La Corte richiamava il precedente provvedimento di conferma della misura di prevenzione, motivato sulla base dei numerosi reati contro il patrimonio commessi fin dal 2001 e della partecipazione al trasporto di un ingente carico di hashish dall'estero, condotta che indicava collegamenti con trafficanti internazionali;
riteneva l'affidamento in prova non sufficiente, di per sè, a far ritenere cessata la pericolosità sociale del soggetto ai fini della misura di prevenzione, fondata su elementi diversi che giustificano la concessione delle misure alternative alla detenzione. Il giudice di primo grado aveva indicato una serie di elementi sintomatici del permanere della pericolosità sociale: lo svolgimento della medesima attività lavorativa che aveva permesso a IL di compiere il trasporto della droga nonché le notizie della Questura secondo cui mancavano elementi per ritenere scemata la pericolosità del soggetto.
Di conseguenza, secondo la Corte territoriale, la condotta durante la detenzione e l'ammissione all'affidamento in prova non consentivano di modificare il giudizio sulla pericolosità sociale del soggetto;
l'obbligo di soggiorno nel comune di residenza continuava ad essere giustificato dalla consumazione delle condotte illecite in varie città di Italia e anche all'estero.

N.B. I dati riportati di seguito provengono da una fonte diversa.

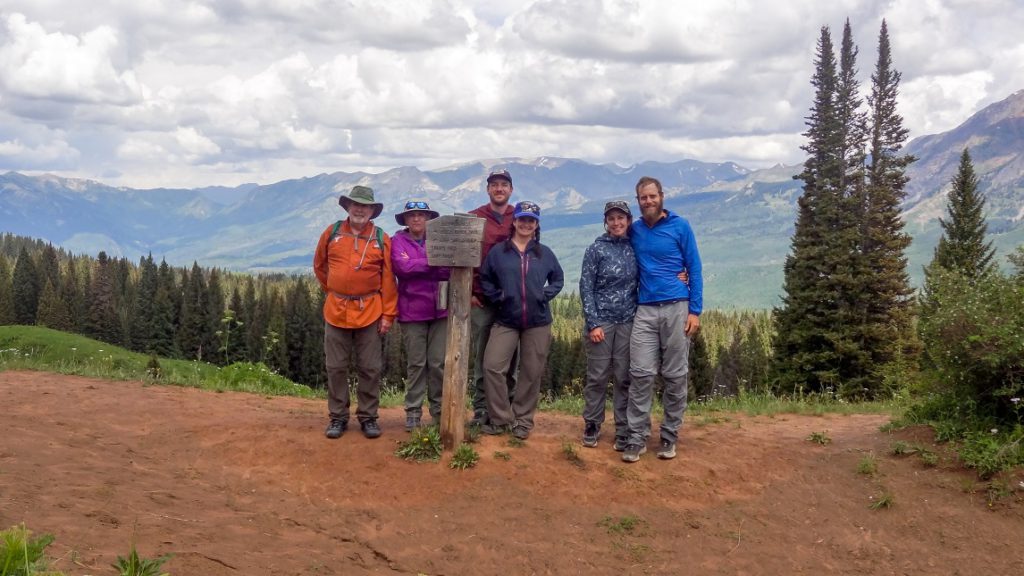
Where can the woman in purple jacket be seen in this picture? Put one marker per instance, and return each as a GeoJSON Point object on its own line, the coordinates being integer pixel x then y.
{"type": "Point", "coordinates": [424, 325]}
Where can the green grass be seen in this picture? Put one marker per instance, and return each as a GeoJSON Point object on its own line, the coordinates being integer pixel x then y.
{"type": "Point", "coordinates": [33, 347]}
{"type": "Point", "coordinates": [23, 554]}
{"type": "Point", "coordinates": [627, 525]}
{"type": "Point", "coordinates": [882, 501]}
{"type": "Point", "coordinates": [424, 445]}
{"type": "Point", "coordinates": [868, 465]}
{"type": "Point", "coordinates": [464, 457]}
{"type": "Point", "coordinates": [133, 565]}
{"type": "Point", "coordinates": [819, 438]}
{"type": "Point", "coordinates": [767, 404]}
{"type": "Point", "coordinates": [571, 454]}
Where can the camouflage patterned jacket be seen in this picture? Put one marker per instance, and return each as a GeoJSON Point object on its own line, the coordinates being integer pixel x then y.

2. Ricorre per cassazione il difensore di IL NO, deducendo come unico motivo violazione di legge.
La Corte territoriale aveva affermato la compatibilità tra il giudizio di pericolosità sociale posta a base dell'applicazione della misura di prevenzione e la prosecuzione della misura alternativa dell'affidamento in prova al servizio sociale, senza evidenziare alcun elemento materiale da cui desumere concretamente la pericolosità attuale del soggetto: gli elementi evidenziati erano aleatori e non potevano mettere in ombra l'effettivo percorso di rieducazione intrapreso dal IL;
per di più la Corte avrebbe dovuto valutare il lungo periodo di svolgimento dell'affidamento in prova al servizio sociale.

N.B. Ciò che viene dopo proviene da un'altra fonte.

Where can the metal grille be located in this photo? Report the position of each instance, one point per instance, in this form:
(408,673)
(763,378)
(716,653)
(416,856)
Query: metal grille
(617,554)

Il ricorrente conclude per l'annullamento del decreto impugnato.
3. Il Procuratore Generale, nella requisitoria scritta, chiede dichiararsi inammissibile il ricorso.
CONSIDERATO IN DIRITTO
Questa Corte ha ripetutamente affermato la compatibilità astratta tra il regime di affidamento in prova al servizio sociale e l'applicabilità di una misura di prevenzione, onerando, però, il giudice della prevenzione di valutare la possibilità in concreto della contemporanea esecuzione in danno dello stesso soggetto di misure coercitive diverse e soprattutto di supportare con elementi concreti il giudizio sulla attualità della pericolosità del preposto, adeguando la motivazione del provvedimento alla situazione concreta ed attuale e valutando, a tal fine, anche gli elementi sopravvenuti all'esecuzione della misura: è quindi plausibile un diverso giudizio di pericolosità compiuto a fini diversi (rispettivamente affidamento in prova e misura di prevenzione), ne' il Giudice della prevenzione può considerare irrilevante nella valutazione della pericolosità le vicende concernenti l'esecuzione della pena (Sez. 1, n. 3681 del 18/01/2007 - dep. 31/01/2007, De Fusco, Rv. 235798; Sez. 5, n. 8119 del 19/11/2003 - dep. 25/02/2004, Tusa, Rv. 228771).
La Corte territoriale ha adeguatamente adempiuto all'onere motivazionale, confermando il giudizio del Tribunale in ordine ad una pericolosità attuale del ricorrente, senza tralasciare le vicende concernenti l'ottenuto affidamento in prova al servizio sociale, ma evidenziando elementi concreti che fanno ritenere non ancora esprimibile un giudizio di cessata pericolosità del soggetto, risultando ancora troppo breve il periodo di restituzione del soggetto pericoloso al contesto sociale in cui ha operato, senza escludere un futuro diverso giudizio alla luce dell'espletamento della misura alternativa alla detenzione.
Il ricorso deve, quindi, essere respinto.
P.Q.M.
Rigetta il ricorso e condanna il ricorrente al pagamento delle spese processuali.
Così deciso in Roma, il 10 ottobre 2013.